This topic was inspired by one of the examples in my session: Prep Your Data for Analytics with R & Power BI.
This first post will review building a query to transform a data set and prepare it for analytics and visualization. The second post will cover how to convert this query into a function that can be applied on multiple data sets of the same structure.
I began by connecting to the data source. I wanted to extract a data set from the Wikipedia page containing a list of urban forward sortation areas in British Columbia.
I navigated to the first element on the web page. This contained a table with information about urban forward sortation areas.
The table was structured in a matrix format. There were multiple columns containing the same information about FSAs and their related locations.

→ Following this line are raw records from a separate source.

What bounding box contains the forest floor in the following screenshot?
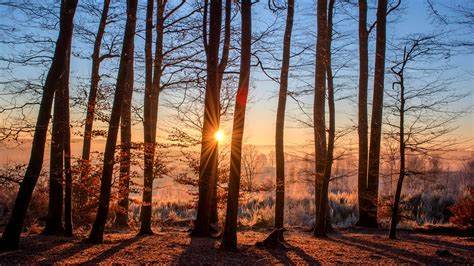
[0,228,474,265]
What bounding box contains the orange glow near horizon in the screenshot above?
[214,129,225,142]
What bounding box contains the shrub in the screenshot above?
[450,187,474,229]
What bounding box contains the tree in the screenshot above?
[191,0,222,236]
[365,0,387,227]
[89,0,138,243]
[79,0,110,204]
[221,0,252,250]
[275,0,295,237]
[1,0,77,249]
[314,0,336,236]
[313,0,328,235]
[357,0,369,226]
[386,35,465,239]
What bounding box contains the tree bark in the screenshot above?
[211,0,232,229]
[367,0,387,227]
[62,50,73,237]
[191,0,222,237]
[88,0,138,243]
[0,0,77,250]
[42,86,67,235]
[275,0,294,233]
[313,0,327,233]
[221,0,252,250]
[79,0,110,206]
[357,0,369,226]
[388,48,409,239]
[314,0,336,237]
[114,63,134,229]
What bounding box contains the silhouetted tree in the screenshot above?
[89,0,138,243]
[366,0,387,227]
[314,0,336,236]
[79,0,110,205]
[275,0,295,240]
[1,0,77,249]
[192,0,222,236]
[313,0,328,235]
[221,0,252,250]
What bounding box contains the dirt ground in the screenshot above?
[0,228,474,265]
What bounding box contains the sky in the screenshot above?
[0,0,474,155]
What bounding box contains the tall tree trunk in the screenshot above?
[0,0,77,250]
[139,0,155,234]
[79,0,110,206]
[388,52,409,239]
[357,0,369,226]
[139,0,167,235]
[191,0,222,236]
[367,0,387,227]
[314,0,336,236]
[89,0,138,243]
[62,50,73,237]
[275,0,295,233]
[114,65,134,229]
[211,0,232,229]
[42,85,66,235]
[313,0,327,233]
[221,0,252,250]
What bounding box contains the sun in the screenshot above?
[214,129,224,142]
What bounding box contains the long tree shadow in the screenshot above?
[0,235,87,263]
[85,236,146,264]
[172,237,268,265]
[406,234,474,254]
[329,235,446,264]
[268,242,321,265]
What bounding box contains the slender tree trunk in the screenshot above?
[314,0,336,236]
[221,0,252,250]
[114,66,134,229]
[389,61,407,239]
[275,0,294,233]
[139,0,167,235]
[191,0,222,236]
[62,51,73,237]
[0,0,77,250]
[367,0,387,227]
[211,0,232,229]
[89,0,138,243]
[139,0,155,234]
[42,88,67,235]
[79,0,110,206]
[357,0,369,226]
[313,0,327,233]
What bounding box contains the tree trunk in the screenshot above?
[357,0,369,226]
[367,0,387,227]
[114,66,134,229]
[89,0,138,243]
[139,0,166,235]
[313,0,327,233]
[62,50,73,237]
[42,85,67,235]
[139,0,155,234]
[211,0,232,229]
[79,0,110,206]
[191,0,222,236]
[275,0,294,233]
[221,0,252,250]
[388,57,409,239]
[314,0,336,237]
[0,0,77,250]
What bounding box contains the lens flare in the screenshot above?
[214,129,224,142]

This needed to be tidied up so that all of the information of one type was contained within one column. The method I used to achieve this was to unpivot the data. This would combine multiple columns of data into one that contained all of the information needed for analysis.
The first step was to create an index column.
Then all of the other columns in the table were unpivoted.
This transformed the table, resulting in three columns:
- an index column
- a column containing the previous column headers
- a column containing all of the data that was previously spread out
The first two columns were no longer needed for the rest of the analysis, so they were removed.
This left one column containing the FSA and the corresponding descriptive information.
The table of one column needed to be split back into multiple columns. The first pattern I noticed was how every row started with the three character FSA and was followed immediately by the city in which it is located.
This made the initial split straight forward, as the column can be split after the first three characters.
This split resulted in a table with two columns:
- FSA
- Location information
Things were starting to look pretty good! I noticed that some rows in the second column contained a city and other rows contained a city followed by additional location details. This column should be split, so that there is one clean column containing the city name and another column with any additional details.
I noticed a second pattern in the data. The additional details where often contained in parentheses. I extracted the information from between parentheses into its own column.
This was a good start, but some additional information still remained in the city column.
This is when I noticed a third pattern: I always wanted to split the text string where there was a camel case. This was due to =Text.Clean()
function earlier in the applied steps that removed line feeds from the contents of the column.
This split resulted in a table with four columns.
There were now two clean columns: FSA and city. The other two columns contained essentially the same information: additional location detail about the FSA.
To solve this, I merged the two columns using no separator.
This left me with the exact structure I was looking for. A table with three columns containing:
- FSA
- City
- Location within the city
My clean up was done! The next step is to convert this query into a function, so it can be applied to clean up data pertaining to other provinces in Canada.